In Agrocologies, Mae-Ling Lokko is developing significant inroads into urgent questions that transcend borders and culture. Spanning critical thinking and active material experimentation, the project centers on the relationship between food production, waste, and the domestic environment. “Agrowaste” by-products have the potential to embed upcycling into the infrastructural activity of a home and a community. This has been tried before, you might argue, but by centering on the domestic typology of the kitchen as we currently know it, the research deals with more fundamental strategies for integrating agrowaste into our daily lives. Manifested in Copenhagen as familiar utensils of very different material expression, bowls, cups, and other types of containers were presented as mycelium-based reinventions. While still at an early stage, the possibilities embodied by this approach was made abundantly clear (a cocktail bar helped tremendously). For Lokko, anything “new” should be integrated into human rituals. Cooking, eating, drinking, and cleaning are central to cultures the world over, and through this project they are being convincingly put forward as a living experiment with powerful implications.

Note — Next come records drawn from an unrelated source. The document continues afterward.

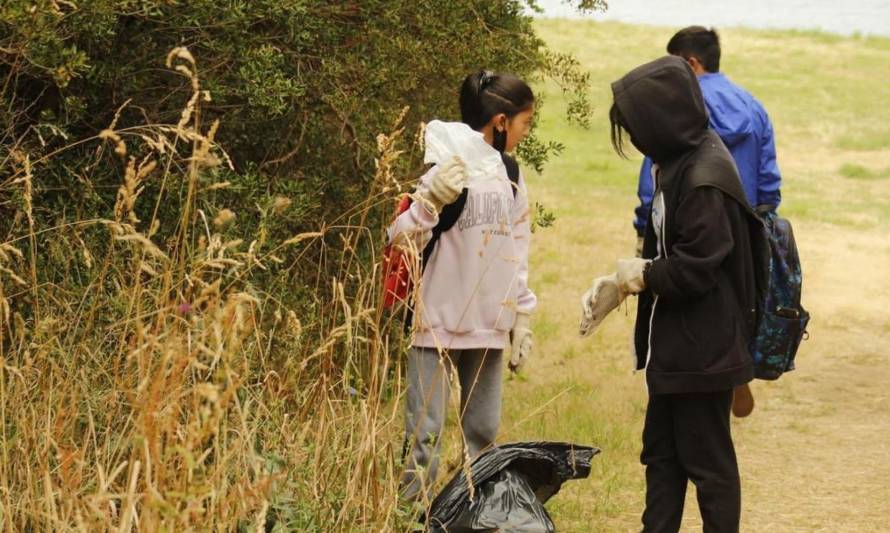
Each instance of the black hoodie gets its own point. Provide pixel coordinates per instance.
(697, 315)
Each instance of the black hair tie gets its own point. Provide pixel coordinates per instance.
(485, 78)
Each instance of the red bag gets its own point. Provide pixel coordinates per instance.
(396, 274)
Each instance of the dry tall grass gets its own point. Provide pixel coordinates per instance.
(205, 404)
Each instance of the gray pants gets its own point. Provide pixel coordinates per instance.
(479, 373)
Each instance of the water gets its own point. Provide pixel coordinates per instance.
(845, 17)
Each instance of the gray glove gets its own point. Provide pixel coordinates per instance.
(445, 185)
(602, 298)
(521, 349)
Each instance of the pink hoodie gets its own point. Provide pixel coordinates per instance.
(477, 276)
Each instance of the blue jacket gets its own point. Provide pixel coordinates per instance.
(742, 123)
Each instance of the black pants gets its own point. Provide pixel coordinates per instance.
(687, 437)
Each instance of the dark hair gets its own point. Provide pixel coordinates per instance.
(698, 42)
(619, 130)
(485, 94)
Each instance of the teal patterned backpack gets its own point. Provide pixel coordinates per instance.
(782, 321)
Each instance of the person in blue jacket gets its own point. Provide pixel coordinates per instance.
(737, 117)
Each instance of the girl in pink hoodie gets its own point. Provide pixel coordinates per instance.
(474, 298)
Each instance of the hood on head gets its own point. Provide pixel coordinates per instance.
(663, 108)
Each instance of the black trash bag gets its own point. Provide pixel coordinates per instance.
(512, 483)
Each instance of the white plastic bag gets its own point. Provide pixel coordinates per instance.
(446, 139)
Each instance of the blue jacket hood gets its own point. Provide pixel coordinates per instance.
(728, 109)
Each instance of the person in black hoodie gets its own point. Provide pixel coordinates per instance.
(697, 295)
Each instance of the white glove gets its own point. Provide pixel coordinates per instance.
(602, 298)
(630, 275)
(445, 185)
(522, 346)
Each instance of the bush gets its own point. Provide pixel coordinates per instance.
(189, 329)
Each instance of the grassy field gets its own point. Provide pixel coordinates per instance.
(813, 454)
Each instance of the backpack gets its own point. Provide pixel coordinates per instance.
(396, 272)
(782, 320)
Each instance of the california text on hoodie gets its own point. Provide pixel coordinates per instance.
(476, 278)
(696, 316)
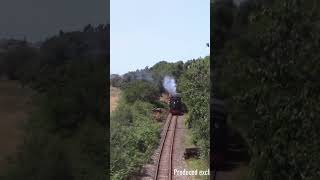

Housing the Human demands much of its participants, while also requiring a high level of public engagement in order to steer clear of cloistered conclusions. Amid a constant need to define, and then redefine, their positions, the challenge facing each project lies in convincing communication. While each research thread is in the complex process of ironing out their respective in-exactitudes, these in-exactitudes should not be buried. This is where the fun, and the larger meaning, lies.